In 1862 it became the Chambers Tribune owned by Mr. McLemore and a partner, Mr. Prather.
In February, 1870, it became the LaFayette Reporter owned by J.M. Richards.
In December 1872, R.J. Yarrington became the owner.
Then in March 1873 the paper changed owners, and names, again. This time it was called The LaFayette Clipper, owned by Mr. Burnett and Mr. Logan.
The name stayed The Clipper until 1881 even though it had many different owners during those eight years, including William Bledsoe, Thomas E. Richards, Andrew Richards, and E. M. Oliver.
In April, 1881, E.M. Oliver took on two partners, previous owners Mr. Burnett and Thomas Richards.
In August,1881 they changed the name to The LaFayette Sun, with the first issue under the new name being published on the first Wednesday of that month, August third. And, although there have been a host of owner/publishers, it has been The Sun for over 130 years.
In 1892, S.M. Richards assumed ownership. The subscription rate was $1.oo per year.
By 1900, the owner/publisher was J.E. Timmons.
In 1904, ownership changed again, this time to A.W. Holstun. He hired as his managing editor, Sam H. Oliver.
In August 1907, Sam Oliver became owner and began a long and distinguished career as publisher and editor. (Old history records also mention that Sam Oliver was a licensed attorney, and later, one of several car dealers in town.)
In 1923, the publisher was Edward Doty.
In 1924, Will O. Walton became publisher.
In 1926, C.L. Walton took over, until late 1939.
In 1939, H.H. Golson purchased the paper. In early 1940, he hired Bonnie D. Hand as managing editor.
In 1944, Bonnie D. Hand became publisher, with his wife Pearl H. Hand listed as Associate Publisher, and it has been owned by the Hand family since (68 years.)
Bonnie Hand died in 1967 and his wife, Miss Pearl (Hughes) assumed publishing duties until her death in 1989. After that, son Mike became publisher.
The LaFayette Sun is one of over 140 weekly papers currently published in the state, and it has always ranked among the best.
In doing research over the years, I have had the opportunity to read many back issues of The Sun. It is truly amazing to see what was considered news 100 years ago, and how it was reported.
And for some excellent personal reading, go to the LaFayette Library and ask for all the Adventures of Simon Suggs. There are 12 short stories, written between 1844 and 1855.
Johnson Hooper’s Journalism career is defined by the time he spent at The Alabama Journal.
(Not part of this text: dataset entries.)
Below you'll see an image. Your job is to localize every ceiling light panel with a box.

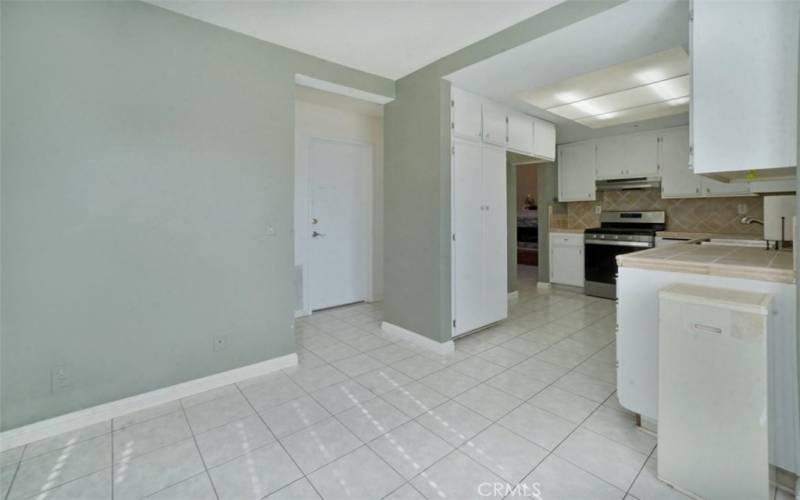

[518,48,689,109]
[547,76,689,120]
[576,99,689,128]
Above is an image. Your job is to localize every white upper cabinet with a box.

[533,118,556,160]
[558,141,595,201]
[597,132,659,180]
[659,127,702,198]
[450,87,556,160]
[689,0,800,173]
[507,111,536,155]
[625,132,660,177]
[450,87,483,141]
[483,101,507,146]
[595,136,627,180]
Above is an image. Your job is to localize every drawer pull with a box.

[692,323,722,335]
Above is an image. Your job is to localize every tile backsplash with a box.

[550,189,764,235]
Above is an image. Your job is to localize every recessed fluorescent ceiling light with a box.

[519,48,689,128]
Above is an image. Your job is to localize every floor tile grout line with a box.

[108,418,114,500]
[231,384,324,499]
[623,446,656,498]
[175,399,219,500]
[3,444,23,500]
[8,467,115,500]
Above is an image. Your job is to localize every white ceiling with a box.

[148,0,561,80]
[447,0,689,143]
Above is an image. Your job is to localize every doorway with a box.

[308,139,372,311]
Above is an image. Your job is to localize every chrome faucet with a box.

[739,217,764,226]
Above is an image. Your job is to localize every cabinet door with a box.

[480,144,508,326]
[533,118,556,160]
[450,87,483,141]
[558,142,595,201]
[550,241,583,287]
[625,132,659,177]
[508,111,534,155]
[658,127,703,198]
[689,0,800,174]
[700,176,750,196]
[452,139,484,335]
[483,101,507,146]
[596,137,627,179]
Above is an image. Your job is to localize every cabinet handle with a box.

[692,323,722,335]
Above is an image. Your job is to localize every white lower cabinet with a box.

[550,233,584,288]
[452,139,508,335]
[657,283,774,499]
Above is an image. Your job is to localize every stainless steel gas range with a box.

[583,210,666,299]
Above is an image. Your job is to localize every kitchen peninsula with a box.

[617,241,800,473]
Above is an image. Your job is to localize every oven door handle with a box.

[584,240,653,248]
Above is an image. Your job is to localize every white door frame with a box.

[294,134,375,317]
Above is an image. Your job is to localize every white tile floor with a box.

[0,268,788,500]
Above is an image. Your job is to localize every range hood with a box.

[597,177,661,191]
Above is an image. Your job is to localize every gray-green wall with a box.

[0,1,394,430]
[384,0,622,342]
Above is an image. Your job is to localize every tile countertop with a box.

[617,243,795,283]
[550,227,586,234]
[656,231,764,240]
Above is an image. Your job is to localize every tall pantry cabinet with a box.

[452,139,508,335]
[451,88,508,336]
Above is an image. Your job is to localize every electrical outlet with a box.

[50,365,72,394]
[212,335,228,352]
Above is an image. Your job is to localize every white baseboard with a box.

[381,321,456,354]
[0,353,297,452]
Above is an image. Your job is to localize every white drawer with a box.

[550,233,583,246]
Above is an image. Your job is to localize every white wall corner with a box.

[381,321,455,354]
[0,353,297,452]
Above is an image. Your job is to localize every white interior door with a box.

[453,139,484,335]
[309,139,372,310]
[483,145,508,325]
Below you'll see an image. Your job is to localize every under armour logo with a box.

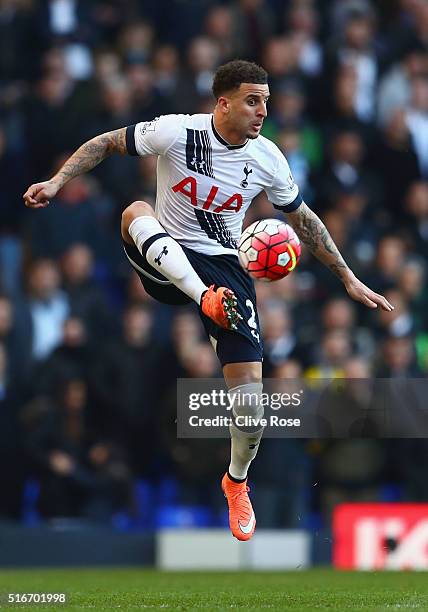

[155,246,168,266]
[241,163,252,189]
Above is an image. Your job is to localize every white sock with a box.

[229,425,263,480]
[128,216,208,304]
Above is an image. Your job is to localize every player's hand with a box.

[22,181,59,208]
[345,276,394,312]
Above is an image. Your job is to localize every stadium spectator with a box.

[22,259,70,362]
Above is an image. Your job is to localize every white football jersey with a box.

[126,114,302,255]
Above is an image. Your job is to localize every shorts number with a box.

[245,300,260,342]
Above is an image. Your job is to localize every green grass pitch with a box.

[0,568,428,612]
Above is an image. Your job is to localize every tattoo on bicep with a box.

[291,203,348,277]
[58,128,126,182]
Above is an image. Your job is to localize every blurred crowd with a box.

[0,0,428,527]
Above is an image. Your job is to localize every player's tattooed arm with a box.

[287,202,352,282]
[51,128,127,189]
[23,128,127,208]
[287,202,394,311]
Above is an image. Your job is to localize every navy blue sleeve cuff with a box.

[126,125,138,155]
[272,193,303,213]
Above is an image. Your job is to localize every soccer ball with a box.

[238,219,301,281]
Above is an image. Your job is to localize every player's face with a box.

[227,83,270,140]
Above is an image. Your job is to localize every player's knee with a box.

[229,382,264,433]
[122,200,155,238]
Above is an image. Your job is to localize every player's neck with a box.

[213,111,248,146]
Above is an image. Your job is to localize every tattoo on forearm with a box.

[57,128,126,184]
[288,203,348,278]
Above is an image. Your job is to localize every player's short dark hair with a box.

[213,60,268,100]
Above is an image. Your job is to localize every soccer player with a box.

[23,60,392,540]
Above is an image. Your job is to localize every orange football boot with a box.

[221,472,256,541]
[201,285,242,331]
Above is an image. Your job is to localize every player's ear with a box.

[217,96,230,115]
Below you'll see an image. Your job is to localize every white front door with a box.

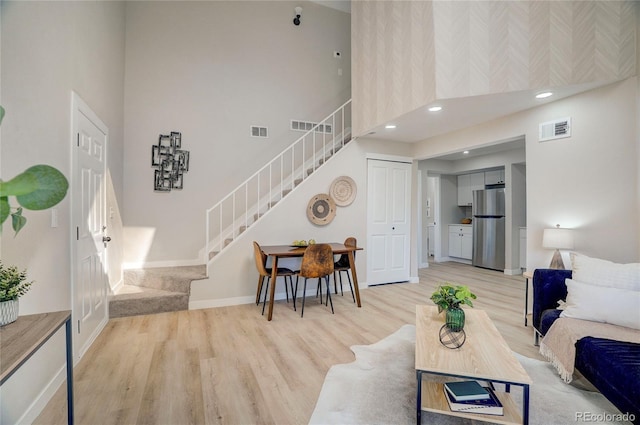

[367,159,411,285]
[72,93,109,360]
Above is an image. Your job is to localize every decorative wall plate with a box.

[307,193,336,226]
[329,176,357,207]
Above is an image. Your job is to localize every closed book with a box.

[444,388,504,416]
[444,381,489,401]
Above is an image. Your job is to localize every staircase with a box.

[109,265,206,319]
[204,100,351,265]
[109,100,351,318]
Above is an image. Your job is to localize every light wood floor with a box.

[35,263,541,425]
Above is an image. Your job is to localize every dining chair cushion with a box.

[298,244,334,278]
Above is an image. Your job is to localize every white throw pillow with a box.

[560,279,640,329]
[571,252,640,291]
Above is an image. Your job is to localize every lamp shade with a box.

[542,225,573,249]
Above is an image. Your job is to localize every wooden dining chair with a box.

[333,237,358,302]
[293,243,334,317]
[253,241,297,315]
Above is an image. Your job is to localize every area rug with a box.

[309,325,626,425]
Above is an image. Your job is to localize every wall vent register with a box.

[251,125,269,138]
[538,117,571,142]
[291,120,333,134]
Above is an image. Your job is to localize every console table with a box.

[0,310,73,425]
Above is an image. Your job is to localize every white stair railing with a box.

[205,100,351,263]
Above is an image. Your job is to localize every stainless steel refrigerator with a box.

[472,189,505,271]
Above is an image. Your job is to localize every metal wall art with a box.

[151,131,189,192]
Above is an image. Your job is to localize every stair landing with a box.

[109,265,206,318]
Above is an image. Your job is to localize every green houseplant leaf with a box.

[11,208,27,235]
[0,261,33,302]
[16,165,69,210]
[0,196,11,229]
[431,282,476,313]
[0,172,38,197]
[0,106,69,235]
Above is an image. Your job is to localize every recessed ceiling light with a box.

[536,91,553,99]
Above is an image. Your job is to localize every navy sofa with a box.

[533,269,640,424]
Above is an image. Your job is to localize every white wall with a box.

[414,77,640,269]
[190,139,418,306]
[124,1,351,265]
[0,1,124,423]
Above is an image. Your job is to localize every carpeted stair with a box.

[109,265,206,318]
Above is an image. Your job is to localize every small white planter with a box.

[0,299,18,326]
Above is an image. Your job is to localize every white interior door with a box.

[367,159,411,285]
[72,94,109,360]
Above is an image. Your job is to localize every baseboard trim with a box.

[16,364,67,425]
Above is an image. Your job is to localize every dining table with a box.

[260,242,362,320]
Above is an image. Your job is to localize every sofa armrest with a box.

[533,269,571,331]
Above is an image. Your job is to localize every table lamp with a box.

[542,224,573,269]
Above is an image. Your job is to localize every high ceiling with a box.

[367,82,606,143]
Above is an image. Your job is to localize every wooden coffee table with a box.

[416,305,531,425]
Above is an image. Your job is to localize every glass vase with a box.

[445,307,464,332]
[0,298,18,326]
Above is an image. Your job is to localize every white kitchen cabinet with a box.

[449,224,473,260]
[458,173,484,206]
[520,227,527,270]
[484,169,504,184]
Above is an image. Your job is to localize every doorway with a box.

[71,93,109,362]
[367,159,411,285]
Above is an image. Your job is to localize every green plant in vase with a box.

[0,261,33,326]
[431,282,477,332]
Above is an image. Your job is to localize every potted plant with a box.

[431,282,477,332]
[0,261,33,326]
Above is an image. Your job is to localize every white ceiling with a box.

[311,0,613,160]
[367,82,608,143]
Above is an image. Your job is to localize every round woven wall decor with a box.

[307,193,336,226]
[329,176,357,207]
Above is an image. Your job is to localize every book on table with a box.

[444,387,504,416]
[444,381,490,401]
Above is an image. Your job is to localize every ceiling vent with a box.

[538,117,571,142]
[251,125,269,138]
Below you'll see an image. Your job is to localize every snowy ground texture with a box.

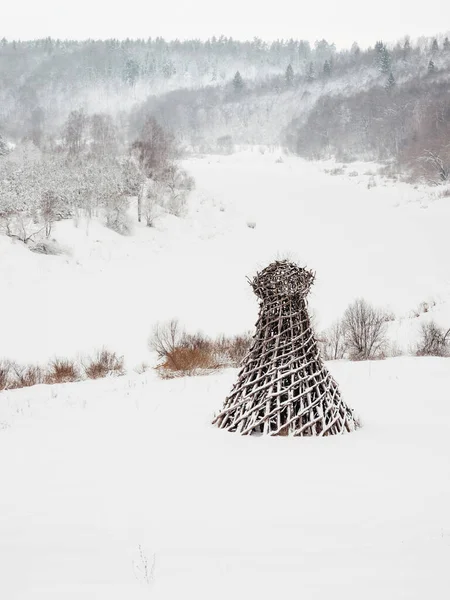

[0,151,450,600]
[0,150,450,368]
[0,358,450,600]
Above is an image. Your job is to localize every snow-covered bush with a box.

[149,319,252,377]
[415,321,450,356]
[342,298,392,360]
[45,358,81,383]
[82,348,125,379]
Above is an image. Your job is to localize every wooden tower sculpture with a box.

[213,261,359,436]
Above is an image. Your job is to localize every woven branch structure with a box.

[213,261,359,436]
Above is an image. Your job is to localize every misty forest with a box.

[0,28,450,600]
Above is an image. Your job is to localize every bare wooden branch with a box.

[214,261,360,436]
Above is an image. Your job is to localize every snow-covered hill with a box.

[0,358,450,600]
[0,149,450,600]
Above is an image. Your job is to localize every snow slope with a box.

[0,149,450,368]
[0,151,450,600]
[0,358,450,600]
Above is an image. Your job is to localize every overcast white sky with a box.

[0,0,450,47]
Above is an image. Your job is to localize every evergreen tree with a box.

[323,60,332,78]
[123,58,139,87]
[350,42,361,60]
[375,41,384,54]
[306,63,316,83]
[378,45,391,75]
[233,71,244,94]
[384,71,396,92]
[284,64,294,87]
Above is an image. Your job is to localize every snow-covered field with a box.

[0,150,450,368]
[0,358,450,600]
[0,150,450,600]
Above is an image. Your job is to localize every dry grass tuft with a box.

[45,358,81,383]
[83,348,125,379]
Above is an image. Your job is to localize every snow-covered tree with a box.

[306,62,316,83]
[284,63,294,87]
[323,60,332,77]
[233,71,244,94]
[63,110,88,156]
[384,71,395,91]
[0,135,8,158]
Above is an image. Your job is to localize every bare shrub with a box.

[317,321,347,360]
[29,240,64,256]
[0,360,11,391]
[83,348,125,379]
[342,298,390,360]
[415,321,450,356]
[149,319,252,377]
[159,346,220,374]
[214,333,253,367]
[148,319,185,358]
[45,358,81,383]
[134,362,150,375]
[9,363,45,388]
[412,300,436,317]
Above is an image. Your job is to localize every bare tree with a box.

[318,321,347,360]
[148,319,185,358]
[63,109,88,156]
[342,298,389,360]
[416,321,450,356]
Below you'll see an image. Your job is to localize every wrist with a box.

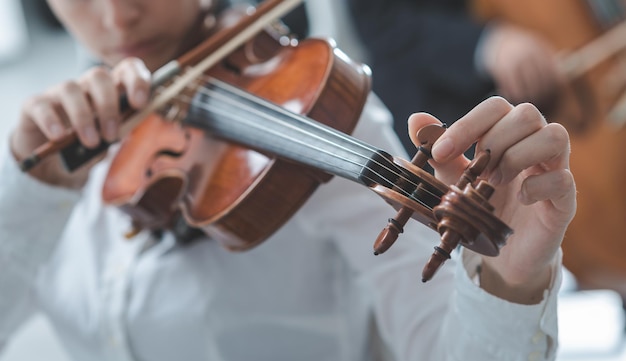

[478,262,552,305]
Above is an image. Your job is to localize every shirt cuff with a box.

[0,146,80,277]
[455,246,562,360]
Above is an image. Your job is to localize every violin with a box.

[23,0,512,282]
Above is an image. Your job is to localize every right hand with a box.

[11,58,151,188]
[480,23,566,104]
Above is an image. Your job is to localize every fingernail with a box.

[135,90,148,106]
[489,169,502,186]
[104,119,117,140]
[431,138,454,161]
[85,127,100,145]
[50,124,63,139]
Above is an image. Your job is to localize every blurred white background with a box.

[0,0,626,361]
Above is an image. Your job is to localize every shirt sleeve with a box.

[0,142,80,347]
[443,251,562,361]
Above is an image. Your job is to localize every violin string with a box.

[177,80,440,210]
[168,80,440,210]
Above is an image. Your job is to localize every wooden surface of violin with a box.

[22,0,512,281]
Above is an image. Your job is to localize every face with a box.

[48,0,211,71]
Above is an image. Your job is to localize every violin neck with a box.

[184,80,396,185]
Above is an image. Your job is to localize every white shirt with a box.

[0,97,561,361]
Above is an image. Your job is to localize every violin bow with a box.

[20,0,303,172]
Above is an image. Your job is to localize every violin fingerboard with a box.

[59,140,110,172]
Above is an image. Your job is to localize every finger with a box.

[476,103,547,171]
[81,67,120,142]
[408,113,469,179]
[113,58,151,109]
[432,97,513,163]
[518,169,576,214]
[489,123,570,185]
[57,81,100,148]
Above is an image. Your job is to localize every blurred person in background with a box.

[348,0,626,299]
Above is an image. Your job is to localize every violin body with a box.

[102,35,370,250]
[474,0,626,299]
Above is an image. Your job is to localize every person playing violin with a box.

[0,0,576,361]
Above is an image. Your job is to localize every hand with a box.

[479,24,566,104]
[11,58,150,188]
[409,97,576,304]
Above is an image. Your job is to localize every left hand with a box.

[409,97,576,304]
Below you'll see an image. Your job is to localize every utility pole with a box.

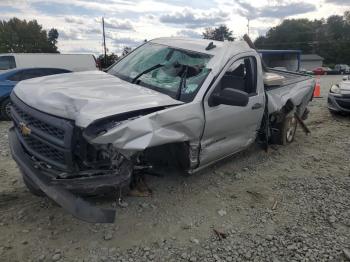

[102,17,107,66]
[247,18,250,36]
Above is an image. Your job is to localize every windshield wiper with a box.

[131,64,164,84]
[175,66,188,100]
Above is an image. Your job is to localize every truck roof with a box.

[150,37,256,74]
[151,37,251,55]
[0,53,93,56]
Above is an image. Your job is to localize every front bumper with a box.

[9,127,116,223]
[328,93,350,113]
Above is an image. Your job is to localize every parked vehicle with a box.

[0,68,71,120]
[312,67,332,75]
[0,53,98,73]
[328,76,350,114]
[334,64,350,75]
[9,38,315,223]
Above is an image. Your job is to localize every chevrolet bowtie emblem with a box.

[19,122,32,136]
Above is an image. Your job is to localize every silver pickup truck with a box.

[9,38,314,223]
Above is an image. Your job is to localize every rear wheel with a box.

[272,115,298,145]
[21,170,45,197]
[0,98,11,120]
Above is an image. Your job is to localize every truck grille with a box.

[336,99,350,110]
[11,94,74,171]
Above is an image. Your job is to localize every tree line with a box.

[255,11,350,67]
[0,10,350,67]
[0,18,59,53]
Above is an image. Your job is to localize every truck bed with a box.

[265,69,315,114]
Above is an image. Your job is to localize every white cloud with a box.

[0,0,349,53]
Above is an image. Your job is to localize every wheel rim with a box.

[286,117,297,142]
[5,103,11,118]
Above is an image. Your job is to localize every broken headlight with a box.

[84,107,165,139]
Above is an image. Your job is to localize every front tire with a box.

[0,98,11,121]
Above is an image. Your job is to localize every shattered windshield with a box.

[108,43,211,102]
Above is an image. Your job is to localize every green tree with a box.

[203,25,235,41]
[255,11,350,64]
[0,18,58,53]
[122,46,132,56]
[98,53,119,69]
[47,28,59,53]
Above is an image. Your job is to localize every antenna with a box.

[102,17,107,66]
[247,18,250,36]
His literature career is defined by his short stories, the first of which was penned right here in LaFayette simply to sell papers.
No one knew at the time just how powerful a writer Mr. Hooper was. It is said that he was actually ashamed of the stories and even regretted writing them up till the time of his death. His stories are now considered classics and often compared to works by Ralph Waldo Emerson, Nathaniel Hawthorn, Herman Melville, and Walt Whitman.
So from very humble beginnings, we have Johnson Hooper, the man his mother said was “her worse disappointment,” and his brother George, to thank for what we know today as The Lafayette Sun.
And as I said at the start, it has served the public honorably going on 131 years as The Sun, and for some 40 years prior to that under several different names.
And the Hand family, starting with Mr. Bonnie Hand as editor in 1940, publisher in 1944, then Miss Pearl 1967 thru 1989, followed by son Michael, has continued with pride and dignity.